Moral Common Sense: Examining the False Consensus Effect of Morality in Japan

  •  Akiko Matsuo    
  •  Hideya Kitamura    
  •  Naomi Yui    
  •  Shin-ichiro Kumagaya    


Researchers have continually studied the classical false consensus effect (FCE) and documented its robustness across specific contexts. Under the influence of the FCE, people create an illusory perception of others around them and maintain this perception, believing that own opinion serves as “common sense.” Because shared morality plays an important role in group contexts, people’s (illusory) perceptions about how much their morality is shared should be clarified. Therefore, the present study investigated the presence of the FCE in the domain of morality based on the Moral Foundations Theory (MFT). The pilot study required participants to rank the five moral foundations according to their perceived level of importance and estimate others’ perceived importance of the same five foundations. The Purity foundation of the MFT was not sufficient to identify Japanese values on religion and cleanliness.
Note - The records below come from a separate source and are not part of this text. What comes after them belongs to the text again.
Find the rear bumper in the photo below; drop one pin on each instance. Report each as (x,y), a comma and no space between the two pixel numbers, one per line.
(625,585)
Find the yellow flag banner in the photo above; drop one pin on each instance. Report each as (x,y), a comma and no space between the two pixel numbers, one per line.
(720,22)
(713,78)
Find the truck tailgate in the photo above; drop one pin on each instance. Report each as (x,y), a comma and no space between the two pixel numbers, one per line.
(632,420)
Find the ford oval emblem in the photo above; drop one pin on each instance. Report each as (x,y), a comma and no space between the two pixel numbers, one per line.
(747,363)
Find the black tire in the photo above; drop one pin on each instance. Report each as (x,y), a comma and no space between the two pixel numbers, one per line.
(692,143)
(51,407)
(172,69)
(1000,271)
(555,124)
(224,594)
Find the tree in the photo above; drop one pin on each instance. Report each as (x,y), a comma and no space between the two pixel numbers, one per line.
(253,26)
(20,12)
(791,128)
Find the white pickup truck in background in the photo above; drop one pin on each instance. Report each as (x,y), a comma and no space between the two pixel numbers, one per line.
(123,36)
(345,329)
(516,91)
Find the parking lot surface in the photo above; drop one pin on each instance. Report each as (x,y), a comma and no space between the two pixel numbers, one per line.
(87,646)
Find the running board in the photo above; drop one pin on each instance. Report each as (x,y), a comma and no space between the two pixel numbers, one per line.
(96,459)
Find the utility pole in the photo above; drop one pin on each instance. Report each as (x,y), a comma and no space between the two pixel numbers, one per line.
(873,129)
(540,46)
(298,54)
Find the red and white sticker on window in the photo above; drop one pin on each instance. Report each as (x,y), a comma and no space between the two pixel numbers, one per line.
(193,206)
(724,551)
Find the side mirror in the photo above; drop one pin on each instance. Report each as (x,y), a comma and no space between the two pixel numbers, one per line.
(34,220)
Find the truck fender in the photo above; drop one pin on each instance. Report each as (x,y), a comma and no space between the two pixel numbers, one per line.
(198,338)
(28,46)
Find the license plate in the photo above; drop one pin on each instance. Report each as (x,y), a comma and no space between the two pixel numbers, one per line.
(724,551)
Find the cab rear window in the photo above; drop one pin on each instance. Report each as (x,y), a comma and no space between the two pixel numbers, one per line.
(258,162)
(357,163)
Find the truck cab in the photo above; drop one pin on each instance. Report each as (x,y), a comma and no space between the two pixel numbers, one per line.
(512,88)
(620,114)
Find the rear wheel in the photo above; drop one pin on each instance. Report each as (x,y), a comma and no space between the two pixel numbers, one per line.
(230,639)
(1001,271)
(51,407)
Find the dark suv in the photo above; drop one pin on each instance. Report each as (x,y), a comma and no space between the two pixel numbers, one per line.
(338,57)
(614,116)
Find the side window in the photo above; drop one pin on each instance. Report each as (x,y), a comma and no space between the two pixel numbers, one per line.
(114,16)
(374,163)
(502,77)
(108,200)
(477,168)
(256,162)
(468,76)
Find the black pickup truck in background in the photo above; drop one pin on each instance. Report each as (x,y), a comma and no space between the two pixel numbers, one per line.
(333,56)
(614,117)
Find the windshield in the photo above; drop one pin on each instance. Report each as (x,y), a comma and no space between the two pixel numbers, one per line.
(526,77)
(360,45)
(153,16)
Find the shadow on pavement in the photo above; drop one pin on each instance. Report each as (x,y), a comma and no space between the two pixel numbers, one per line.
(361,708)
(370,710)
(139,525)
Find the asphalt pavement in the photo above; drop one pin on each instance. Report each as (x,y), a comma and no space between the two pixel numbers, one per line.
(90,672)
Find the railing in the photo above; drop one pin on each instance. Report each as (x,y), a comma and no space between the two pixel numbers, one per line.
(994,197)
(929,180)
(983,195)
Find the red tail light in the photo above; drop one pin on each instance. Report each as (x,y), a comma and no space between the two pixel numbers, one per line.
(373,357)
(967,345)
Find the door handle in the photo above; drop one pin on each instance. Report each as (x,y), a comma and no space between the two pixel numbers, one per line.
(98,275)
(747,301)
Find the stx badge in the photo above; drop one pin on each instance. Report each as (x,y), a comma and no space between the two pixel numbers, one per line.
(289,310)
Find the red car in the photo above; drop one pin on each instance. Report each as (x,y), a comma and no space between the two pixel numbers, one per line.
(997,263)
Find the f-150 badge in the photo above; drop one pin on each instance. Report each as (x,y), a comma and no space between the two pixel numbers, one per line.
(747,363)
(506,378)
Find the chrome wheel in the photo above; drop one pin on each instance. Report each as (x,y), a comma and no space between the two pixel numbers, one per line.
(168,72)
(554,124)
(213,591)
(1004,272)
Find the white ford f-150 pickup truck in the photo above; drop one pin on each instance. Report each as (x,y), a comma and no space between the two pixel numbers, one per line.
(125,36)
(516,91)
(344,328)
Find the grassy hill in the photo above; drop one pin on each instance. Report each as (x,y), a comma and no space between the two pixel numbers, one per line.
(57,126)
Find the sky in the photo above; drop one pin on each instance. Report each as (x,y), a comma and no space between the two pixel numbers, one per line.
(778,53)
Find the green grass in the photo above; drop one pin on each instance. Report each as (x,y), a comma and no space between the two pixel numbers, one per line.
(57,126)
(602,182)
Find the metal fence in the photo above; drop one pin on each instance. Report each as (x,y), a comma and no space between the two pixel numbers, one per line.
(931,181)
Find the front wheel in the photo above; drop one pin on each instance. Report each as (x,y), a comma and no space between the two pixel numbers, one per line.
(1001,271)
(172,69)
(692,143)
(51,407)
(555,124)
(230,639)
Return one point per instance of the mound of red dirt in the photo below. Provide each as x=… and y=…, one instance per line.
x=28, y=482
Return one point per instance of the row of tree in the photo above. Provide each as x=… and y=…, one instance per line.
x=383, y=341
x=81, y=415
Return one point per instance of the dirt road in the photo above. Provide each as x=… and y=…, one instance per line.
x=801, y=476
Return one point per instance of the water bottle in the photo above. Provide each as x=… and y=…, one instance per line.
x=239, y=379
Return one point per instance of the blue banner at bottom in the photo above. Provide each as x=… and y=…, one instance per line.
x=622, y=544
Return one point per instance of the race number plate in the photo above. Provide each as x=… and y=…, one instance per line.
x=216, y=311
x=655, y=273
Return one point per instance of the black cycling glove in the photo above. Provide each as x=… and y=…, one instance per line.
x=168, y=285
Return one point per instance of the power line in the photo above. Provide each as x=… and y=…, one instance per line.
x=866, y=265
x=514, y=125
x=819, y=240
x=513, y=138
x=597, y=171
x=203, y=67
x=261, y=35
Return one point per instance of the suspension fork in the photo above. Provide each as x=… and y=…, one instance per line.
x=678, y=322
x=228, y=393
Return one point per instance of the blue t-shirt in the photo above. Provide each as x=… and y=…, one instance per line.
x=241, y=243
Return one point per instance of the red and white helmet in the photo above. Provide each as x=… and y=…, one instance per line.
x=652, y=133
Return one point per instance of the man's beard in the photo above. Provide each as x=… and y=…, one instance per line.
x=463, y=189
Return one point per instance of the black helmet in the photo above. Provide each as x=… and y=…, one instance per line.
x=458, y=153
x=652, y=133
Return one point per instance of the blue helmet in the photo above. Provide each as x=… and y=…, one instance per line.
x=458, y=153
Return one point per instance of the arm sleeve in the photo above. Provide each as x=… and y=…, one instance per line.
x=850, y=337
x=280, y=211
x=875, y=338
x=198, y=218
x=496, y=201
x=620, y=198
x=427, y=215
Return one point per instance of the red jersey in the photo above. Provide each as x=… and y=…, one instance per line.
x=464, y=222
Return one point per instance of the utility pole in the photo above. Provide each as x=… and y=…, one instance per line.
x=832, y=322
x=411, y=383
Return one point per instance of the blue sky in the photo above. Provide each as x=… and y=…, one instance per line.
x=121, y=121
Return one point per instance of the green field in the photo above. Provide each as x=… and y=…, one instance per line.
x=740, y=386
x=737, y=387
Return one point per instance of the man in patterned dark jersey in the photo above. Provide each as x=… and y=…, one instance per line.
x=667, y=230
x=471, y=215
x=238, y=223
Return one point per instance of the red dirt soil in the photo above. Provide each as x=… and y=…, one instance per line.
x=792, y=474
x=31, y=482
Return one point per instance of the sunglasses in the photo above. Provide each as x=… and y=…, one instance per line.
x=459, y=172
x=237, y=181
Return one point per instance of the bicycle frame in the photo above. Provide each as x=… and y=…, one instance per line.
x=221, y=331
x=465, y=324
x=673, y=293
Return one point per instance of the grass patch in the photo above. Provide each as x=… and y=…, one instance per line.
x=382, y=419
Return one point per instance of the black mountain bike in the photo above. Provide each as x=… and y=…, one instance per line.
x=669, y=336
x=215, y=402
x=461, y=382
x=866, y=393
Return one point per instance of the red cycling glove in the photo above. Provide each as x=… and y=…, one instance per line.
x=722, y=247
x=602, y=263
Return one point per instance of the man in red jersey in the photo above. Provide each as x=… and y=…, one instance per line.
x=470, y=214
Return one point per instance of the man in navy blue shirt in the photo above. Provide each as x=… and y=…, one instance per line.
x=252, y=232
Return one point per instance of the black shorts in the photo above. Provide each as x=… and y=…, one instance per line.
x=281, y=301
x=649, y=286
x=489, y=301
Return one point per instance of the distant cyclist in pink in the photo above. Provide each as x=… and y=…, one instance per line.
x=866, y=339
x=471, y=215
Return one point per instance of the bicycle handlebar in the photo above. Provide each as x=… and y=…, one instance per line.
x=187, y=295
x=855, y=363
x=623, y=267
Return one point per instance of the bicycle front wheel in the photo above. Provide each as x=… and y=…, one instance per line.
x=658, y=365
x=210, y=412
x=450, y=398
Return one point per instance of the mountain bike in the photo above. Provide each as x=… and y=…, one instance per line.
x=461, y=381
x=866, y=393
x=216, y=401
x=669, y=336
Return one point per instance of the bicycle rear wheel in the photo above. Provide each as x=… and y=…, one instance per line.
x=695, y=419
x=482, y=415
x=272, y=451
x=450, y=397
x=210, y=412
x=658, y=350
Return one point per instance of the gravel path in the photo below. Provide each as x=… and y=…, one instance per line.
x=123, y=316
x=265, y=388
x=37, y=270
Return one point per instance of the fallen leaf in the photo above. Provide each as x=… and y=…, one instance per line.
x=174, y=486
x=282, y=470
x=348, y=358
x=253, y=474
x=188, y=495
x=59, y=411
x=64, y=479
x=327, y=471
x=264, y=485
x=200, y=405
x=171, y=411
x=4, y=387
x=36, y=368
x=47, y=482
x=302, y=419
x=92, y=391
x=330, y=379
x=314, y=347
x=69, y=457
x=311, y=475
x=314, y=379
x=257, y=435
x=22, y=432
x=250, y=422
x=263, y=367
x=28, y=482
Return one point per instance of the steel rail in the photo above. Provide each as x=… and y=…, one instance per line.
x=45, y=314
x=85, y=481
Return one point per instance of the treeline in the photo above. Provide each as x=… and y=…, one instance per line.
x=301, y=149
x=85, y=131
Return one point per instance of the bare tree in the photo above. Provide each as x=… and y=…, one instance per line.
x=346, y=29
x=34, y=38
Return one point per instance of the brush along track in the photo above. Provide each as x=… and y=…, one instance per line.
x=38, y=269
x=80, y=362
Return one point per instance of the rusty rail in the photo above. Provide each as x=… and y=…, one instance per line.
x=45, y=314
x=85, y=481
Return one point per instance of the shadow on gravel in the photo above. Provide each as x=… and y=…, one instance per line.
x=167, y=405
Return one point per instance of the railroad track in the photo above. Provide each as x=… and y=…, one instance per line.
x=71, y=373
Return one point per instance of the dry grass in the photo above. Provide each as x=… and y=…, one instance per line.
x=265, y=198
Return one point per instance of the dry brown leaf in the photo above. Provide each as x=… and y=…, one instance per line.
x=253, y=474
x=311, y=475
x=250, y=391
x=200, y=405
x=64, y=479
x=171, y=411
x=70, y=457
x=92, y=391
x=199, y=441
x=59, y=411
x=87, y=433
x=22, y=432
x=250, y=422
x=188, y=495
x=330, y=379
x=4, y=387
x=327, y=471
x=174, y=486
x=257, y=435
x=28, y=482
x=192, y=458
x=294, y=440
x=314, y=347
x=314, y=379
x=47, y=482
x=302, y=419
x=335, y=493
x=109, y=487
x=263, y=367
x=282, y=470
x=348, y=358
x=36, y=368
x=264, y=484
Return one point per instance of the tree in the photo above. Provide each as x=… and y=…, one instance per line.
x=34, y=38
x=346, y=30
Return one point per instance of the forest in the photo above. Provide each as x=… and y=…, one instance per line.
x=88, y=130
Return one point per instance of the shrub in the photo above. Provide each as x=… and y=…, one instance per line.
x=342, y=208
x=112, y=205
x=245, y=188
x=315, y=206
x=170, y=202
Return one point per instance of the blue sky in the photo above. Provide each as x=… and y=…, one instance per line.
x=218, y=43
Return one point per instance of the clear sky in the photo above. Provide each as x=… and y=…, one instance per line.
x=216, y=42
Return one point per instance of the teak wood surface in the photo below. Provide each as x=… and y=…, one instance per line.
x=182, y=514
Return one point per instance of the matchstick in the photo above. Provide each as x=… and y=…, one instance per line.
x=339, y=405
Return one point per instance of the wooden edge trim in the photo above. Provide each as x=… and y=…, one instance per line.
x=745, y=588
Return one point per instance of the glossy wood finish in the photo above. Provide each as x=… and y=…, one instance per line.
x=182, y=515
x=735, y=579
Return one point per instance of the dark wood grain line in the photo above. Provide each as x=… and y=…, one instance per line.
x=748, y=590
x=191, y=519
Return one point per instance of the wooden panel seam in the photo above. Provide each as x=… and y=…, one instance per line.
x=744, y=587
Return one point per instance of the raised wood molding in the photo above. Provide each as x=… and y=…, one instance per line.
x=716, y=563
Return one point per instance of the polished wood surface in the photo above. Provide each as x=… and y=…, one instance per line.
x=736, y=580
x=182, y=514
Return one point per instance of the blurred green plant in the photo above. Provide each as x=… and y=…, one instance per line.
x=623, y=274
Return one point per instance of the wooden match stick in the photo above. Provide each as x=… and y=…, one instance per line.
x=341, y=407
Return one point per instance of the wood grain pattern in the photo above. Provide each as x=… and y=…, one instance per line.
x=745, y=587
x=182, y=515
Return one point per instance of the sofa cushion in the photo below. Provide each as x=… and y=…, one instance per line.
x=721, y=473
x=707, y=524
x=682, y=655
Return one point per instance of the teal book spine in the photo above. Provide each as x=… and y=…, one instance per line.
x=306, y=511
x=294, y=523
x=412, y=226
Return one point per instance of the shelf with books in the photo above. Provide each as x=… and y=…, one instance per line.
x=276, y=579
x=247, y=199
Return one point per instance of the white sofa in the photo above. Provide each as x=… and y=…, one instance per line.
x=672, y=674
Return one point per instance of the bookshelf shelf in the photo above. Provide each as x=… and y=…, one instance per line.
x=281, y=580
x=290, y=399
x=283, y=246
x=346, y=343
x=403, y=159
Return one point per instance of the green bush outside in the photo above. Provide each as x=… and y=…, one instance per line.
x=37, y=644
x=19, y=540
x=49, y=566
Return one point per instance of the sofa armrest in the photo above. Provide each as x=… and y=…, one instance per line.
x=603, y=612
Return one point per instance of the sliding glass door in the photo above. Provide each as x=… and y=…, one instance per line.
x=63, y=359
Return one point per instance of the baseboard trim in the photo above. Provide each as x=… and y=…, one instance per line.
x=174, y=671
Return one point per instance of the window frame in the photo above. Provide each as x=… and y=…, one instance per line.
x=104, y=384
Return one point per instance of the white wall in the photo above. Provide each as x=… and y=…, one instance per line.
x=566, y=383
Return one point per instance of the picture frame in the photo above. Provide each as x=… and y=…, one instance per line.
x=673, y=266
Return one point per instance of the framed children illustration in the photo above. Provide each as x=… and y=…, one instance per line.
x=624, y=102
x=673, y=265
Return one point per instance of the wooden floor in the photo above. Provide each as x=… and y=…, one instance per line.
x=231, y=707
Thus, the main study supplemented the pilot study with the Purity Orientation–Pollution Avoidance Scale (POPA). The importance given to the moral foundations among participants in the main study was measured using both the Moral Foundations Questionnaire (MFQ) and the POPA. The results from both studies showed that the FCE occurs in the moral domain among Japanese individuals. Furthermore, the use of the POPA in addition to the MFQ can benefit future research on morality in cultures that are not Western, educated, industrialized, rich, and democratic such as Japan. The present research will contribute significantly to further understanding the role of morality in group contexts.